Monday, June 1, 2009

Another Ontario Regionals has been put to bed. The rain, wind, hail and 9 degree temperature made us all very grateful for the bit of blue sky we saw on occasion on Sunday afternoon.

Our championships up here in Canada are geared towards consistency across the Jumpers, Standard and Gamblers classes.  I tend not to work Gamblers too much at home, so my focus is always to do well in the regular classes. I have been doing more distance work at home but trying to balance with close work as to not lose what I have in my handling relationship with my dogs. Remember balance.

Well, we had an outstanding weekend in the regular classes with either Encore or Feature winning all of the 26″ Jumpers and Standard classes and Feature winning the Steeplechase finals as icing on the cake (Encore ran in 22″ and had a bar in the finals). 
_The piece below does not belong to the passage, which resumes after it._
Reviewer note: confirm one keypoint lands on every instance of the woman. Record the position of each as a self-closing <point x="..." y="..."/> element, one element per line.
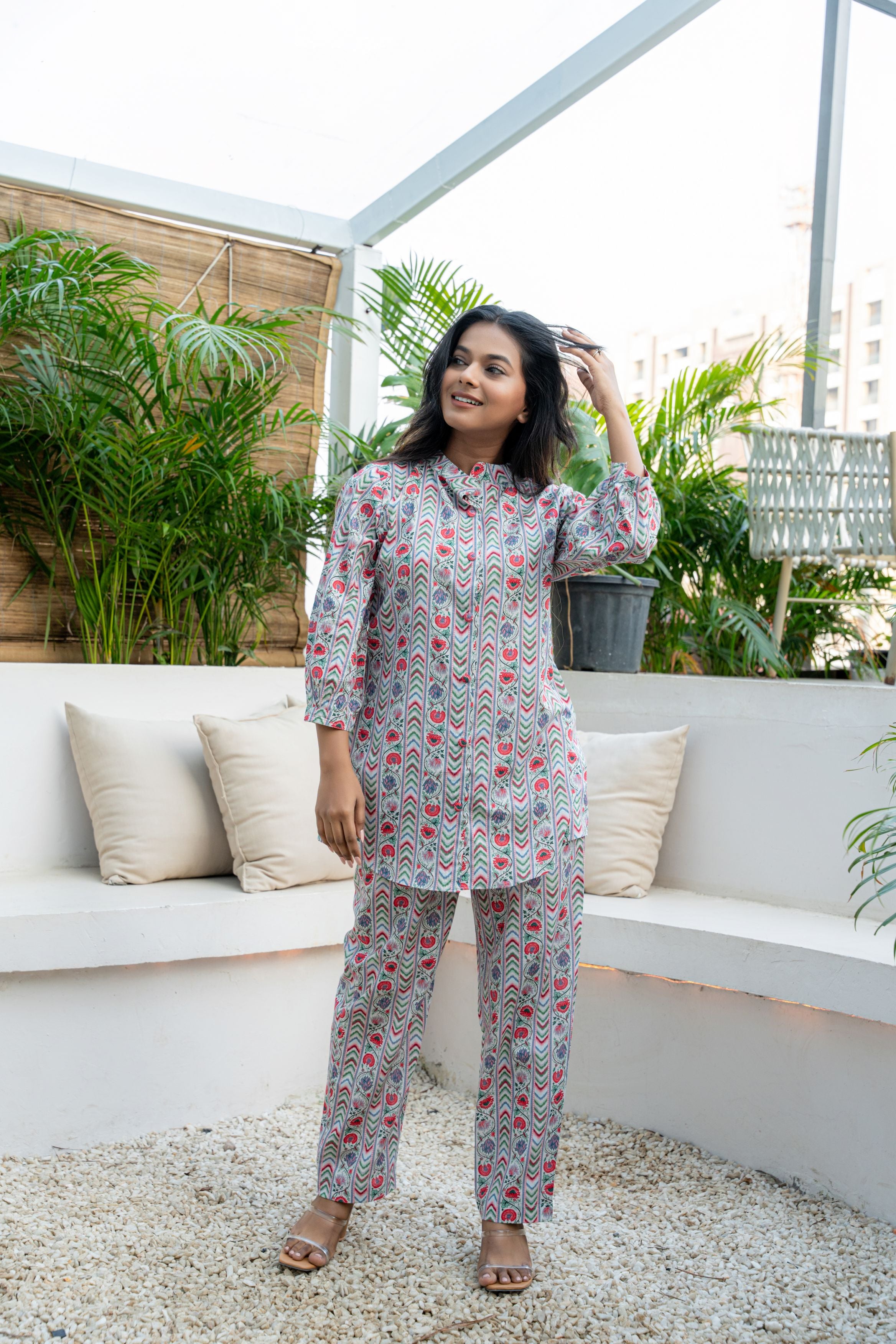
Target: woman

However my lack of focus showed with Feature in Gamblers where I tried mini gamblers (not a good plan with a dog that has had less than 5 months of showing). If I had been more patient and just tried to accumulate points she would have been the overall winner as well. In the end she was 2nd place in the overall championship, 1 point behind Tiffany Salmon’s great (world team) dog “Rio”. In 6 classes Feautre had 2 1st place finishes, 2 fourths and only 1 fault (knocking one of the last bars of her last round of the weekend).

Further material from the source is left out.